In The Wall Street Journal, Paul Page explains importers’ growing ire over new tariffs on Chinese goods. He writes:
Trade groups representing importers derided President Biden’s move to raise tariffs on a range of imports from China, saying the duties will increase costs in supply chains and lead to higher prices for consumers.
“Broad-based tariffs are not strategic and will impede U.S. economic growth,” said Blake Harden, vice president of international trade at the Retail Industry Leaders Association, a Washington-based group that counts Apple, Walmart, Target, Best Buy and Lowe’s among its members.
The levies will end up “hamstringing American businesses trying to compete globally and negatively impacting the paycheck of American workers,” Harden said.
“As consumers continue to battle inflation, the last thing the administration should be doing is placing additional taxes on imported products that will be paid by U.S. importers and eventually U.S. consumers,” said David French, executive vice president of government relations at the National Retail Federation, another group representing store owners.
President Biden on Tuesday raised tariffs on a range of Chinese-manufactured goods, including electric vehicles, semiconductors, steel, aluminum and medical products. The White House said it would also keep in place duties imposed during the Trump administration as part of a U.S.-China trade war in 2018 and 2019.

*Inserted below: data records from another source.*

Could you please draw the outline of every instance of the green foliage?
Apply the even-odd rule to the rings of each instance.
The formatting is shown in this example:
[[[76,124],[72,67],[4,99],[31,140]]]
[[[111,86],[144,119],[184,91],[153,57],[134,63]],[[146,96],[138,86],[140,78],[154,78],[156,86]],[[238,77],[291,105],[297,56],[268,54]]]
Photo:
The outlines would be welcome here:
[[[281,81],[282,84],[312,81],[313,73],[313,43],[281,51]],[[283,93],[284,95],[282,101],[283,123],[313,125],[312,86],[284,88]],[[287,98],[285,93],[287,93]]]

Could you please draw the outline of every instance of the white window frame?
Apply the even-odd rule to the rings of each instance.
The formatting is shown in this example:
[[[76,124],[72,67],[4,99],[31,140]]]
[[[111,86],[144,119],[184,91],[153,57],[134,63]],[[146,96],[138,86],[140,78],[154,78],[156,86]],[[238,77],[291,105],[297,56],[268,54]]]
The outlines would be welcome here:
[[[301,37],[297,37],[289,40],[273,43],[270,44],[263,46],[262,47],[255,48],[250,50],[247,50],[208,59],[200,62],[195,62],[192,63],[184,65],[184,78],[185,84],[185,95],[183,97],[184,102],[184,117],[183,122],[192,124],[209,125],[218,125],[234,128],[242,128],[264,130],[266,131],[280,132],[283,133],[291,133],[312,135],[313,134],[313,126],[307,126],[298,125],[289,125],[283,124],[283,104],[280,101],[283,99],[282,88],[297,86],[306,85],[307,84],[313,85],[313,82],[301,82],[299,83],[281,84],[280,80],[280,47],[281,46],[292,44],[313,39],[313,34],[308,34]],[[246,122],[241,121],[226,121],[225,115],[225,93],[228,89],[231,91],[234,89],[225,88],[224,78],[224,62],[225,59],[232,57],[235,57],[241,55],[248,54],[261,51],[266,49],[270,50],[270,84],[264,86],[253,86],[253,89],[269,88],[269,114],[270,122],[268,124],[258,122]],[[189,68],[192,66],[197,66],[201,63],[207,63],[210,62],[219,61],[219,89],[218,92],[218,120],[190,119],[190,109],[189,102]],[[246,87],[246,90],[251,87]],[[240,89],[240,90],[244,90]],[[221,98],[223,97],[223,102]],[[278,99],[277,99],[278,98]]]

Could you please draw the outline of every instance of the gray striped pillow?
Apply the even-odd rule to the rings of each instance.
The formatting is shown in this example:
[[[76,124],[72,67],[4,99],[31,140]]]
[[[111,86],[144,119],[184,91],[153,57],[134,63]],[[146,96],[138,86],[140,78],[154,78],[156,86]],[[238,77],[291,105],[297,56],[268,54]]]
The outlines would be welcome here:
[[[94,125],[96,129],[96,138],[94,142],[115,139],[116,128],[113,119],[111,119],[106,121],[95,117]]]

The tariffs are aimed at blunting what the administration sees as China’s aggressive moves to increase exports to boost its domestic economy, efforts the White House believes are having an outsize impact on global markets. They are also aimed at triggering a reconfiguration of supply chains, including more manufacturing in the U.S. and greater nearshoring—the shift of production from China to other countries such as Mexico to avoid the tariffs.
Factory work in countries including Mexico, India and Vietnam has been growing. But John Donigian, senior director of supply-chain strategy at Moody’s, said the new, higher tariffs would create ”additional risk and complexity in an already strained supply-chain environment.”